Micropia maakt veel gebruik van technische hulpmiddelen: microscopen, prachtige uitvergrootte foto’s en filmpjes. Veel gaat over kleine diertjes en schimmels waar wij dagelijks mee te maken (kunnen) hebben.  Kijk bijvoorbeeld eens op You-tube naar: Is er leven op je neus https://www.youtube.com/watch?v=iMQS514OX3g. Er leeft ook van alle, net als in een echte dierentuin:zwammen, schimmels, bacteriën, mieren. Gelukkig wel in kooien, dus wees niet bang dat je opgegeten wordt.

 

Lasso’s en zombies

Wel kun je je regelmatig een hoedje schrikken als je die microben uitvergroot aan de gang ziet: wat dacht je van schimmels die een lasso uitwerpen om daar aaltjes mee te vangen om die vervolgens te verslinden. Of schimmels die binnen dringen in het brein van insecten en die vervolgens gaan besturen, zodat ze als zombies in de hoogste boom klimmen en zich te pletter laten vallen, opdat de schimmel zijn sporen maar zo goed mogelijk kan verspreiden. Ook de hoeveelheid microben op je toetsenbord, deurkruk en tandenborstel zijn indrukwekkend. je zou er smetvrees van krijgen. Ik moest even bijkomen van een foto van wimpers met wimpermijt (hebben we allemaal). Op die mijten leven weer andere diertjes, die ook weer kleinere diertjes te gast hebben. Een leven vanjewelste daar op je oogharen.

 

Landbouwende mieren

Het museum bezit schitterende glazen modellen van de verwekkers van de meest smerige ziekteverwekkers;  ebola, pokken, malaria, allemaal even beeldig. Mooi waren ook de landbouwende mieren (die wonen in het museum). Ze knippen stukken blad af, vervoeren die naar hun hol onder de grond en enten die met schimmels. Die schimmels verteren de bladeren dan voor, zodat ze makkelijker door de mierenlarven verteerd kunnen worden. Mieren blij, schimmels blij.

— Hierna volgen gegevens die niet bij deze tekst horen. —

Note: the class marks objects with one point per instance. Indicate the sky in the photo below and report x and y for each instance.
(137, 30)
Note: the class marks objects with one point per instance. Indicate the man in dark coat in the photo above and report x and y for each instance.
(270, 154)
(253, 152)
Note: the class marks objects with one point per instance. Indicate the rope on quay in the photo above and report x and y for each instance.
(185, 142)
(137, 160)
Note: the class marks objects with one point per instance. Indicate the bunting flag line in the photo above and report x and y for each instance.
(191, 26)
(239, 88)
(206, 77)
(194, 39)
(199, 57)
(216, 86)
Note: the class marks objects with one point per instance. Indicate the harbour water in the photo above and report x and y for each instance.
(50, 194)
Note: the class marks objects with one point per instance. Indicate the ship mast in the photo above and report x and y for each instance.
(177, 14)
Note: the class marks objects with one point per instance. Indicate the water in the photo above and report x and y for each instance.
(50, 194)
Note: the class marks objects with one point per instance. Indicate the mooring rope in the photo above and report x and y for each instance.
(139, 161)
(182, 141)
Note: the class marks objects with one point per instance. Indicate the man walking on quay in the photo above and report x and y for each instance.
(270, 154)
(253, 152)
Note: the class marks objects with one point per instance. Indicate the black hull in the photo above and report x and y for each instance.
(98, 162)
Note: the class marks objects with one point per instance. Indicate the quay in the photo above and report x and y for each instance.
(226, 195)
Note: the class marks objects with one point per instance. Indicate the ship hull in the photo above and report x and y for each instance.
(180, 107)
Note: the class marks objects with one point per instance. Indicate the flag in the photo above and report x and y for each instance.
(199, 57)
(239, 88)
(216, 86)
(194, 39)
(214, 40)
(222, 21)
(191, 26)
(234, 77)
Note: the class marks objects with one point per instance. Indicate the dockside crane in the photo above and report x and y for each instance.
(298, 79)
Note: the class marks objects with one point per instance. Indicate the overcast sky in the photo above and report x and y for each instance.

Schimmels en bacteriën doen ook voor ons veel goed werk met het (voor)verteren van eten, het brouwen van bier, maken van wijn en brood (denk ook zuurkool, kombucha, yoghurt).  Terloops kom je ook te weten hoeveel kleine dieren je uitwisselt als je elkaar een zoen geeft (dat hebben Ton en ik dan weer niet uitgeprobeerd).

Kortom Micropia is zeker een bezoek waard, ook voor kleine kinderen is er veel te beleven en te doen. De website is ook erg mooi en staat vol leuke filmpjes en experimenten om thuis te doen.